One woman overcame Her battle with her eating disorder, Bulimia, by writing a book.
It started when she was a tender 13-year-old.
"I think what it came down to was just personal self worth and confidence," said Emily Estes. She battled bulemia for about 10 years and she won.
"For me it became a moment of I have to choose between life or death," Estes said.
She spent 3 months in a California treatment center for her eating disorder and time in outpatient care.
"Everytime I would go to a therapy session or my dietician, it was like they would tell me that I am what I want to be, that I deserve everything, that I am a good person. I was trying to believe that and I wanted to believe that," said Estes.
But it's the book that she created that led her to realize her self worth.
She cut out her negative thoughts by clipping sour messages in magazines and giving them a positive spin.
She called her book Affirming Me, Diminishing Ed. ED is short for eating disorder.
She was able diminish her eating disorder, but the struggle never ends for others.
Experts say anorexia is the leading cause of death of all mental health disorders.
Bulimia and binge eating are just as life threatening say experts.
"A lot of people think that in order for an eating disorder to be life threatening, it has to be very underweight status, a very physically presentable case but that's not actually true," said Crystal Zabka Belsky, Director of the Eating Disorder Program at OMNI Behavioral Health in Omaha.
"For someone with Bulimia, there is a lot of internal damage, with Binge Eating Disorder, a lot of internal damage.
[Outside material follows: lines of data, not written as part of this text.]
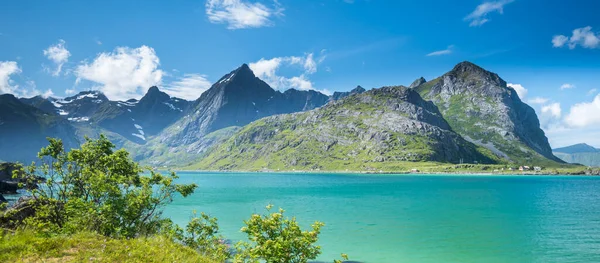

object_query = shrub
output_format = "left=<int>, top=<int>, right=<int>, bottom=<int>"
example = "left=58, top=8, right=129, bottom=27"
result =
left=8, top=135, right=196, bottom=237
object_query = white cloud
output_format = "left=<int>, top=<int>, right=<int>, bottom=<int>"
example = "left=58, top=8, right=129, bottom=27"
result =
left=65, top=89, right=77, bottom=96
left=552, top=26, right=600, bottom=49
left=44, top=39, right=71, bottom=76
left=206, top=0, right=284, bottom=29
left=162, top=74, right=211, bottom=100
left=542, top=102, right=562, bottom=118
left=464, top=0, right=514, bottom=27
left=565, top=95, right=600, bottom=127
left=249, top=53, right=330, bottom=94
left=560, top=83, right=575, bottom=90
left=506, top=83, right=529, bottom=100
left=528, top=97, right=549, bottom=104
left=552, top=35, right=569, bottom=47
left=74, top=46, right=164, bottom=100
left=0, top=61, right=21, bottom=94
left=427, top=45, right=454, bottom=57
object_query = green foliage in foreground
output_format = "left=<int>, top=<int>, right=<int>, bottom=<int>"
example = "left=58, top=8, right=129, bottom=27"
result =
left=10, top=136, right=196, bottom=238
left=0, top=231, right=216, bottom=263
left=0, top=136, right=347, bottom=263
left=235, top=205, right=325, bottom=263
So someone can present very normal on the inside and be very detrimentally ill on the inside," Zabka Belsky added.
Eating disorders could affect anyone, male and female, across any age group. Zabka Belsky said men are less likely to seek help.
"We see a lot more middle aged women in their 40's 50's we are seeing a big growth in that area. The reason being, they are people who have had eating disorders for years and years and have never sought care," Zabka Belksy said.
Estes, a second year master student studying to be a dietician at UNL hopes her words encourage others to know they deserve every tomorrow.
A candlelight vigil is taking place in honor of National Eating Disorder Awareness Week. The event will take place on Thursday, March 1st from 6 to 7 p.m. in the King of Kings Church educational center (11615 Street Omaha, Ne 68137). The event is free and open to the public.
This year's candlelight vigil will include a variety of special components including a book signing with Emily Estes.